C'est vrai que Caro a un peu refroidi l'ambiance avec sa manie de tout vouloir planifier. Je prends néanmoins sa défense.
- Allez, faudra bien les faire ces corvées, alors si on est organisés ça va nous éviter des engueulades non ? Je propose un groupe avec Caro, Thibaut et Cha, et le second, Clem, Capou et moi, comme ça il me semble que les personnalités sont bien réparties, ça vous va ?
L'assemblée acquiesce mollement, hormis Caro qui m'adresse un beau sourire reconnaissant. Nous parvenons tout de même à négocier de terminer les menus et le planning le lendemain.
Personne n'a la force de préparer un repas, ni même de manger, et les pizzas de quinze heures nous ont assez callés pour que nous ne nous contentions que de quelques biscuits apéritif en guise de dîner.
Chacun vide son verre et nous débarrassons la table avant de rejoindre nos chambres en baillant.
J'attrape Capucine, avant qu'elle ne monte les escaliers.
- Merci, merci Capou, dis-je en la serrant dans mes bras.
- Mais je t'en prie, c'était une belle opportunité, je n'y suis pas pour grand-chose. Et puis tu m'as déjà remerciée, répond-elle, surprise.
- Non, je voulais dire, merci d'avoir insisté, de m'avoir un peu forcé la main. Si tu ne l'avais pas fait, je serais restée chez moi, seule, et je l'aurais regretté. Je suis vraiment heureuse d'être ici avec vous.
- Moi aussi je suis heureuse que tu sois là, Loulou. Ça va être génial, tu vas voir.
Mon amie me caresse doucement la joue et y dépose un petit bisou avant de me souhaiter bonne nuit.

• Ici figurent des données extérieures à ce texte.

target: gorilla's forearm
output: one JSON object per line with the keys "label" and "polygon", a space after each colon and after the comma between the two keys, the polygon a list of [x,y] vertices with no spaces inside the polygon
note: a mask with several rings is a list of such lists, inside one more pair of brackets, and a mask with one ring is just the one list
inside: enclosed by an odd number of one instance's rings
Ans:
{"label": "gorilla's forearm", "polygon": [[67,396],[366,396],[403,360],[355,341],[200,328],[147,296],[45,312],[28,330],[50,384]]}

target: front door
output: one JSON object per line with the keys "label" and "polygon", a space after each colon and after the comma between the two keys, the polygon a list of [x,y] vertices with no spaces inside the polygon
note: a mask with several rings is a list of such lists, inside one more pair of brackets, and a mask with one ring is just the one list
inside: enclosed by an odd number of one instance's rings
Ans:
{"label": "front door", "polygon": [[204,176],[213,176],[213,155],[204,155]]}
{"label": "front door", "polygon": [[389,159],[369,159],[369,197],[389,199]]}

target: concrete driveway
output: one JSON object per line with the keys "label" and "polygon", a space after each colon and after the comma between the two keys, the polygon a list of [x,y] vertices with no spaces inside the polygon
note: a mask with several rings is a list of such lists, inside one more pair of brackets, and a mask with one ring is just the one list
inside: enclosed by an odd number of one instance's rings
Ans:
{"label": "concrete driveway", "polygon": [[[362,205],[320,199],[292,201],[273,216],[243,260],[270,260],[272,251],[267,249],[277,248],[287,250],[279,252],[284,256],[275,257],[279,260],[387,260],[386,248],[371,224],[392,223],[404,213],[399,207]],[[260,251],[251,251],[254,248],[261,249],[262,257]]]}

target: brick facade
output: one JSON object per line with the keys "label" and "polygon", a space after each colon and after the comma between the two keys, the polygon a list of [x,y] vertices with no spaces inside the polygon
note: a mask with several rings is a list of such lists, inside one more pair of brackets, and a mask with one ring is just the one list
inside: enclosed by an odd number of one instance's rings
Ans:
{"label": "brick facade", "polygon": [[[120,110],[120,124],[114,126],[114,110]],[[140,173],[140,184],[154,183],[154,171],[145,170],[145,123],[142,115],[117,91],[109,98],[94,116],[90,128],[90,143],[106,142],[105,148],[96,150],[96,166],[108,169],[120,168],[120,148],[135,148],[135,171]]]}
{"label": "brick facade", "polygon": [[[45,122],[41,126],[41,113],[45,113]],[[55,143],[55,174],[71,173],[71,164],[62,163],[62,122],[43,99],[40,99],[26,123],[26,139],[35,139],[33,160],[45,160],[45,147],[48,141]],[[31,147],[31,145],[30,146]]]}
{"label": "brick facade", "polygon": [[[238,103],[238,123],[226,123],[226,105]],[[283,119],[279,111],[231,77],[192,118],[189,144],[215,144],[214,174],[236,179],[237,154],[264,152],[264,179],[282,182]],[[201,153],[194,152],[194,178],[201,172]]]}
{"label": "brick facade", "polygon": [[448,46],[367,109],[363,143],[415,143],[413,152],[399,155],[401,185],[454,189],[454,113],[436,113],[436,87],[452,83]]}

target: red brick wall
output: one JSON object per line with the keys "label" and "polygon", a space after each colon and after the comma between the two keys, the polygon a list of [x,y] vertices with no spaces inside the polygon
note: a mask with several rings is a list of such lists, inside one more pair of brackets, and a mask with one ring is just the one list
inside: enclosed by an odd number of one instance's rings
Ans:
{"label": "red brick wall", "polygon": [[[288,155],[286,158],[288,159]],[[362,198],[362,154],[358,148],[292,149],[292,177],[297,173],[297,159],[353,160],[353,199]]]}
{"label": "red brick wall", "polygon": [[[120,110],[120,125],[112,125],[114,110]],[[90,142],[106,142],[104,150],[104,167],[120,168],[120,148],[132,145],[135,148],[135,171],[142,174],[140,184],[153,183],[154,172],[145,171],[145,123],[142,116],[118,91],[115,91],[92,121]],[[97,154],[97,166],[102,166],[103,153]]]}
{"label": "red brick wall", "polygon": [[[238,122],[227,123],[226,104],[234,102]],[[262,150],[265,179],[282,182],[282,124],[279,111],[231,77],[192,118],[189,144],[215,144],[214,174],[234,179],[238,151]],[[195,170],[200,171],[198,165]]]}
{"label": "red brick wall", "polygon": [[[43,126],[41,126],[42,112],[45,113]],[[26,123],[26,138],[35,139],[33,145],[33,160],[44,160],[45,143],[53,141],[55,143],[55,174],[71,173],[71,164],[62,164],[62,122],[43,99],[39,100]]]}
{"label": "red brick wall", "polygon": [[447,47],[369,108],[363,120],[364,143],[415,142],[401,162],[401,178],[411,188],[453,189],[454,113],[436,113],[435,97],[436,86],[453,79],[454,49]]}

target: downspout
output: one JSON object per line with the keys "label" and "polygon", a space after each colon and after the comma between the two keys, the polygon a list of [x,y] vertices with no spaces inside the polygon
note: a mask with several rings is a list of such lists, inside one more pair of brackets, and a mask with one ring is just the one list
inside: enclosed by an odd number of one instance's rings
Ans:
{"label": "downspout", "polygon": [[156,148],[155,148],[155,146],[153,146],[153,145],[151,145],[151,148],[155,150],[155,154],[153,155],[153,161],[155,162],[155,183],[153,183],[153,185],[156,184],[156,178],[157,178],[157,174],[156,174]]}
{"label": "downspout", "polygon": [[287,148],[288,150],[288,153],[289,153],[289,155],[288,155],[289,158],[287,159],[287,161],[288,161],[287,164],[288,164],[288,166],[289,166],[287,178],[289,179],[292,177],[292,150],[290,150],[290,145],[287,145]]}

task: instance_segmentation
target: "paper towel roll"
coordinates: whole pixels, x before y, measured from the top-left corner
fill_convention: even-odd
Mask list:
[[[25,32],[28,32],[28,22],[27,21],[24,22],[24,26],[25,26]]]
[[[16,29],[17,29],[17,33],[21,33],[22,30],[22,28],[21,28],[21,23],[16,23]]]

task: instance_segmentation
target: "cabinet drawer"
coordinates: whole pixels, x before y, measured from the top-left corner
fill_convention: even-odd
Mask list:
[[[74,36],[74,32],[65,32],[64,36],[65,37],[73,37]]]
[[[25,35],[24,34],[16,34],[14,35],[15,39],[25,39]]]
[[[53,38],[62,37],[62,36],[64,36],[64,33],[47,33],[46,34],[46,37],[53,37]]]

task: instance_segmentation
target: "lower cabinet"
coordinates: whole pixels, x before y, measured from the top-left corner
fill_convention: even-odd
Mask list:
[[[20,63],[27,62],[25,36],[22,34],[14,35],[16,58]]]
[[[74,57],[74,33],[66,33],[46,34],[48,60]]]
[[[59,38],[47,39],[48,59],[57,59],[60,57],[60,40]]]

Je m'assois sur mon lit en attendant que les autres aient fini de se brosser les dents et regarde les livres que j'ai apportés. L'un est déjà bien entamé. Il y a de tout, plusieurs styles différents. Le dernier Vargas, La vie devant soi de Romain Gary, un livre de poche en promo, choisis au hasard, En attendant Bojangle d'Olivier Bourdeaut, un roman d'Amélie Nothomb que j'avais envie de relire, un vieux Douglas Kennedy, et le tome III des Vernon Subutex qui vient juste de sortir.
Je caresse doucement les ouvrages. Il n'y a rien que j'aime faire. Je n'ai pas de passion. Je n'ai pas de talent. Certains jouent de la guitare, nagent à la perfection, cuisinent pour se détendre ou cousent leurs propres vêtements. Moi, je ne sais rien faire. Je pratique un peu de sport pour me garder en bonne condition physique et me défouler, mais pas vraiment par plaisir. J'apprécie d'écouter de la musique aussi, mais la seule chose que j'aime, que j'aime vraiment, c'est lire.
J'enfile un jean à la place de ma chemise de nuit et attrape la couverture de laine trouvée dans le dernier tiroir de la commode. Il n'y a plus de bruit, tout le monde semble s'être endormi. Je descends doucement et tire un des transats sur la terrasse, seul point éclairé, puis m'y installe sous la grosse couverture avec un de mes bouquins pour lire jusqu'à ce que mes yeux se ferment. Je me réveille quand le jour se lève et vais me glisser dans mon lit pour achever ma nuit.